Open
Description
In combination with cache_directory
, it would be nice if there was an option to manually provide the key at which the cache result would be available, as a non-default alternative to automatically generating it by hashing the cloudpickle binary.
E.g. the under-the-hood change would probably look very much like
def serialize_funct_h5(
fn: Callable,
fn_args: Optional[list] = None,
fn_kwargs: Optional[dict] = None,
resource_dict: Optional[dict] = None,
key: Optional[str] = None,
) -> tuple[str, dict]:
"""
Serialize a function and its arguments and keyword arguments into an HDF5 file.
Args:
fn (Callable): The function to be serialized.
fn_args (list): The arguments of the function.
fn_kwargs (dict): The keyword arguments of the function.
resource_dict (dict): resource dictionary, which defines the resources used for the execution of the function.

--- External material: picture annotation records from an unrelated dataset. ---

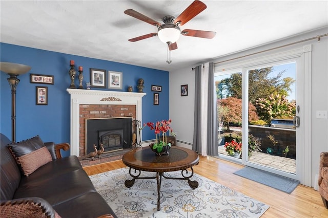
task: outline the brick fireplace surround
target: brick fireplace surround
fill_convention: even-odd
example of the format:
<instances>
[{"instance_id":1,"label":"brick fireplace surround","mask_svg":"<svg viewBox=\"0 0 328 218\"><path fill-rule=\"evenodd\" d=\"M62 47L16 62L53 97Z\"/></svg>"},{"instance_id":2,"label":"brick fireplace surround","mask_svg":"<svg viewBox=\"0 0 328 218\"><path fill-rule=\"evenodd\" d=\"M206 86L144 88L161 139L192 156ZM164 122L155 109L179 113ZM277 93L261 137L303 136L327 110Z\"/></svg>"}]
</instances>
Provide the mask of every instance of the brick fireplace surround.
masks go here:
<instances>
[{"instance_id":1,"label":"brick fireplace surround","mask_svg":"<svg viewBox=\"0 0 328 218\"><path fill-rule=\"evenodd\" d=\"M68 89L71 95L70 154L86 155L85 122L87 118L132 117L142 120L142 97L146 93ZM122 158L125 151L104 154L95 160L81 160L83 166L97 164Z\"/></svg>"}]
</instances>

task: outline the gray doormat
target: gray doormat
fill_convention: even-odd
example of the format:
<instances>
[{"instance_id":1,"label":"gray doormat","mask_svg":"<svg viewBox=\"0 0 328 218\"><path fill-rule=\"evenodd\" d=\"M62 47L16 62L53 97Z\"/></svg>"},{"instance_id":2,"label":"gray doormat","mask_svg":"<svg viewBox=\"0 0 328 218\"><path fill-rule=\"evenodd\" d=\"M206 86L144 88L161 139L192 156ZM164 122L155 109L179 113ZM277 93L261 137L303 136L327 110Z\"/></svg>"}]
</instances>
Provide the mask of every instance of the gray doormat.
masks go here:
<instances>
[{"instance_id":1,"label":"gray doormat","mask_svg":"<svg viewBox=\"0 0 328 218\"><path fill-rule=\"evenodd\" d=\"M234 174L289 194L292 193L300 183L297 180L248 166L234 172Z\"/></svg>"}]
</instances>

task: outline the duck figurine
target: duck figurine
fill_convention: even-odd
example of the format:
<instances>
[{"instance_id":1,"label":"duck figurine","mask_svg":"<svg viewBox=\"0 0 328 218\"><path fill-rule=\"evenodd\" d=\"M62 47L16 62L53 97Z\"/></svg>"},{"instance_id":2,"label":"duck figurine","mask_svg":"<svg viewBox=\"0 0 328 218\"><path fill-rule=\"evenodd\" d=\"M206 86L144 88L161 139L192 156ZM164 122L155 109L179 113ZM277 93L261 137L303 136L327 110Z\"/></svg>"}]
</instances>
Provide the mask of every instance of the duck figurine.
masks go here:
<instances>
[{"instance_id":1,"label":"duck figurine","mask_svg":"<svg viewBox=\"0 0 328 218\"><path fill-rule=\"evenodd\" d=\"M90 152L90 153L89 153L87 155L85 155L84 156L79 157L78 157L78 160L79 160L80 161L80 160L85 159L86 158L90 158L91 157L91 158L92 158L92 160L94 161L94 156L97 155L97 154L98 154L98 150L97 150L97 146L96 146L95 144L93 144L93 149L94 149L94 151Z\"/></svg>"},{"instance_id":2,"label":"duck figurine","mask_svg":"<svg viewBox=\"0 0 328 218\"><path fill-rule=\"evenodd\" d=\"M102 144L102 143L100 143L100 149L98 150L98 151L97 152L97 154L98 155L98 157L99 158L101 158L101 156L100 156L100 155L104 153L104 150L105 150L105 149L104 148L104 145Z\"/></svg>"}]
</instances>

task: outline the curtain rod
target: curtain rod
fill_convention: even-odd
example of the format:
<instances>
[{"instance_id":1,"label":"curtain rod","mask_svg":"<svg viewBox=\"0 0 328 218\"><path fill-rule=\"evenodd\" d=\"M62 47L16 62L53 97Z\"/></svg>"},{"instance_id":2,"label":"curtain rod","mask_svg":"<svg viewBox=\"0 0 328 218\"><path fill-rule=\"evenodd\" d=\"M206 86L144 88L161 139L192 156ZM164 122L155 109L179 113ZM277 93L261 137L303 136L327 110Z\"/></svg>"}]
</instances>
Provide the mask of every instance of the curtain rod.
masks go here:
<instances>
[{"instance_id":1,"label":"curtain rod","mask_svg":"<svg viewBox=\"0 0 328 218\"><path fill-rule=\"evenodd\" d=\"M205 68L205 64L202 64L202 66L203 66L203 68ZM193 71L193 70L195 70L195 69L196 69L196 68L191 68L191 70L192 70L192 71Z\"/></svg>"},{"instance_id":2,"label":"curtain rod","mask_svg":"<svg viewBox=\"0 0 328 218\"><path fill-rule=\"evenodd\" d=\"M252 54L248 54L248 55L241 56L240 57L235 57L235 58L229 59L225 60L222 60L222 61L217 62L214 63L214 64L218 64L218 63L223 63L224 62L229 61L230 60L236 60L237 59L242 58L245 57L248 57L249 56L254 55L255 55L255 54L261 53L263 53L263 52L268 52L268 51L271 51L271 50L274 50L275 49L280 49L280 48L283 48L283 47L286 47L287 46L292 46L293 45L297 44L298 43L303 42L304 41L309 41L310 40L317 39L318 40L318 42L320 42L320 39L321 37L324 37L324 36L328 36L328 33L326 33L325 34L321 35L318 35L317 36L313 37L312 38L307 38L306 39L301 40L300 41L295 41L294 42L290 43L289 44L284 45L283 46L278 46L277 47L275 47L275 48L271 48L271 49L266 49L265 50L263 50L263 51L259 51L259 52L255 52L255 53L252 53ZM192 69L193 70L194 69L194 68L192 68Z\"/></svg>"}]
</instances>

Example resource dictionary: {
cores: 1,
threads_per_core: 1,
gpus_per_worker: 0,
oversubscribe: False,
cwd: None,
executor: None,
hostname_localhost: False,
}
Returns:
Tuple[str, dict]: A tuple containing the task key and the serialized data.
"""
if fn_args is None:
fn_args = []
if fn_kwargs is None:
fn_kwargs = {}
if resource_dict is None:
resource_dict = {}
if key is None:
binary_all = cloudpickle.dumps(
{"fn": fn, "args": fn_args, "kwargs": fn_kwargs, "resource_dict": resource_dict}
)
task_key = fn.__name__ + _get_hash(binary=binary_all)
else:
task_key = key
data = {
"fn": fn,
"args": fn_args,
"kwargs": fn_kwargs,
"resource_dict": resource_dict,
}
return task_key, data